More than 3,600 people from neutral south of Ireland died serving in World War Two, a new study shows.
Their names will join those of almost 3,900 men and women from Northern Ireland in a new Roll of Honour which has been unveiled in Dublin.
The Roll of Honour, compiled by a historian at the University, lists the names of 7,507 men and women from Ireland- both north and south- who died while serving in the British, Commonwealth and Dominion Forces.
The Roll of Honour -3,617 from the south and 3,890 from the north, shows the men and women served across a range of nearly 200 branches of the British Armed Services.
The Roll of Honour will be officially unveiled in a ceremony at Trinity College. The Roll will be permanently housed in Trinity College Library.
The research, carried out by the University of Edinburgh’s Centre for the Study of Two World Wars, is the first to assess the contribution of men and women from the island of Ireland to the Allied war effort.
It is estimated that, in the British Army alone, there may have been as many as 100,000 men and women from the north and south of Ireland serving.

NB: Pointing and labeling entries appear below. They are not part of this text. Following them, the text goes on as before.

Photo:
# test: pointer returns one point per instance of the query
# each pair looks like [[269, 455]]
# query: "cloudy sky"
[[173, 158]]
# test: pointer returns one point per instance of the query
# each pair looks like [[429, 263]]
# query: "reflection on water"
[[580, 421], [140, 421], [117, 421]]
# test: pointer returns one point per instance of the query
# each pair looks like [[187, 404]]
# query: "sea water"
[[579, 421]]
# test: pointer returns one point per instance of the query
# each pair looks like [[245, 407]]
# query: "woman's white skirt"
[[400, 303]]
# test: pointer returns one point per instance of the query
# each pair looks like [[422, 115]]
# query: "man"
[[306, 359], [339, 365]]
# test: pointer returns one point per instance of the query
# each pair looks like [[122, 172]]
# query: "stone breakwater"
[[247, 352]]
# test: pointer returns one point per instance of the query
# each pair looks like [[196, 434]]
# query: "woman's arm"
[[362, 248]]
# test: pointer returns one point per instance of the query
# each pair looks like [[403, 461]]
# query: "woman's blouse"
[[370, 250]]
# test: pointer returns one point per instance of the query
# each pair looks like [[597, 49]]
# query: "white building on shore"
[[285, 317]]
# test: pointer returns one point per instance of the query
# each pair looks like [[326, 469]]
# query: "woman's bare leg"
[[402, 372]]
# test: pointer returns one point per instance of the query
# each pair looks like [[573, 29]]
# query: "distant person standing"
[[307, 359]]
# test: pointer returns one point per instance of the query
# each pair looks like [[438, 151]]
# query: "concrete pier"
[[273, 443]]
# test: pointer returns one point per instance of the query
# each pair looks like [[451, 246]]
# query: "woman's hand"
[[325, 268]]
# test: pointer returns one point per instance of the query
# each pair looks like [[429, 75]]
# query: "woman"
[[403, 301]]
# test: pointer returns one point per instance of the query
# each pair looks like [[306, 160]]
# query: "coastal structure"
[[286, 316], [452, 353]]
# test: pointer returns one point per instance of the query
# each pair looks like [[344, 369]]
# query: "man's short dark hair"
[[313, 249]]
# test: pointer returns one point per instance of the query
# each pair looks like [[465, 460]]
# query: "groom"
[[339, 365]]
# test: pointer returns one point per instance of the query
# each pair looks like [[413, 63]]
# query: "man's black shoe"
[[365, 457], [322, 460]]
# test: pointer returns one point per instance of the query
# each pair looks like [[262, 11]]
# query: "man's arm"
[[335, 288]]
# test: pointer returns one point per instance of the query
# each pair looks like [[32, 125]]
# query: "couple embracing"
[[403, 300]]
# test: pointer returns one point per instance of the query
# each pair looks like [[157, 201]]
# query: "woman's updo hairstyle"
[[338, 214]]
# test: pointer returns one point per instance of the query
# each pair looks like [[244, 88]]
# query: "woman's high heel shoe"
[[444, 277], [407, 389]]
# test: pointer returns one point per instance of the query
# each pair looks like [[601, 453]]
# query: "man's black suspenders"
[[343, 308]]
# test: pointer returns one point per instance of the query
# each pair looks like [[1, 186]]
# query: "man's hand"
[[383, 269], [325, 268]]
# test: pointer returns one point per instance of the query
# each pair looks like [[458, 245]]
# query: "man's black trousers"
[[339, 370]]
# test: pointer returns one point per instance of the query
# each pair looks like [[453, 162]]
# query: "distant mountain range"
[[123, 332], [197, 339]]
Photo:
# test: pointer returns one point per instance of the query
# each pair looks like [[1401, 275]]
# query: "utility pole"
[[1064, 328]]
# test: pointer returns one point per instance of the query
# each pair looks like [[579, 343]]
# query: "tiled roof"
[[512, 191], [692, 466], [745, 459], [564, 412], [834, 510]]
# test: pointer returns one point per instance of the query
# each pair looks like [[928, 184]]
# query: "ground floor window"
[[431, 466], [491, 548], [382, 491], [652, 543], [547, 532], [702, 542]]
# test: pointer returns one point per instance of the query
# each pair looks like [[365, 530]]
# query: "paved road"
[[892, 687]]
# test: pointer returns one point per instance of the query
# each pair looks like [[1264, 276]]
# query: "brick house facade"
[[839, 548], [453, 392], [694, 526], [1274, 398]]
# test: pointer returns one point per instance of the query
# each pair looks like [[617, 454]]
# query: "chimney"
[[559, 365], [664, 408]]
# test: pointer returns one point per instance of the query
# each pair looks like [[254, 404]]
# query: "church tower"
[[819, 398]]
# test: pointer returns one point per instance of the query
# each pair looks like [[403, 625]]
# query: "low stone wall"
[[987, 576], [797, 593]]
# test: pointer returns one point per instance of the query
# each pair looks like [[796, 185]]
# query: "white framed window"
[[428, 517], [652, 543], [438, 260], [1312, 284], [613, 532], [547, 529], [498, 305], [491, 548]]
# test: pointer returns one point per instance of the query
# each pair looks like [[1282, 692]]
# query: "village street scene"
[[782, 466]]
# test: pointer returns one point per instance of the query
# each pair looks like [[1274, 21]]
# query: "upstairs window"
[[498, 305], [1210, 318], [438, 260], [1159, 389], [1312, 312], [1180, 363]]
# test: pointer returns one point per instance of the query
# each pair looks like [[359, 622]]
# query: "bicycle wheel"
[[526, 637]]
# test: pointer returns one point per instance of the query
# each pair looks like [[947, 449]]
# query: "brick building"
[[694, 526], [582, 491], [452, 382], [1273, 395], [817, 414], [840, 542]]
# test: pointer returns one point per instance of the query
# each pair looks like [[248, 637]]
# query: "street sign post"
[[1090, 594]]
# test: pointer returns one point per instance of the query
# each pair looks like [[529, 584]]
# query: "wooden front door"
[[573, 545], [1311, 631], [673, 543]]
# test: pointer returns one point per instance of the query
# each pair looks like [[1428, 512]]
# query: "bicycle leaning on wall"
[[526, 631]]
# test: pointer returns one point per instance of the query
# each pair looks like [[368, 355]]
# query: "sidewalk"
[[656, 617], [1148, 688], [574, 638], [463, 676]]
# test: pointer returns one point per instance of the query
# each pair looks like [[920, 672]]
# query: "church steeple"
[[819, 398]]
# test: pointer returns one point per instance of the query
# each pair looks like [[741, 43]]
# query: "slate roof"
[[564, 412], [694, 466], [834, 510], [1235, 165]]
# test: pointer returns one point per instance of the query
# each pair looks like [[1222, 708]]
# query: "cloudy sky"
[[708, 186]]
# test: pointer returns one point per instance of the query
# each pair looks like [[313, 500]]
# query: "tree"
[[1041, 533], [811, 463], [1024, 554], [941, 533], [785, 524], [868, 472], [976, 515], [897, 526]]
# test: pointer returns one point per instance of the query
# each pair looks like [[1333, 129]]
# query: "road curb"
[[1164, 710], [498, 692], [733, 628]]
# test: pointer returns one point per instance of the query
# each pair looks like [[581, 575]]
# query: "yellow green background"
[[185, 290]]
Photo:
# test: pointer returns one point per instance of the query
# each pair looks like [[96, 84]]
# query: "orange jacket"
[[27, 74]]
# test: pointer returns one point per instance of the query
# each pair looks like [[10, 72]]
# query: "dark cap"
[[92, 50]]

Documents from a variety of sources show that, between 1941 and 1943, the Royal Air Force attracted over 12,000 recruits from Ireland with 8,500 coming from the neutral south.
Yvonne McEwen, from the University’s Centre for the Study of The Two World Wars, said the research is a major step in portraying the full picture of Ireland’s contribution to the Second World War.
This is a historical enquiry which needed to be undertaken to help tell the story of the significant role of the Irish volunteers which, to date, has largely been untold.There is a moral imperative to record the major contribution of those Irish men and women who served and died.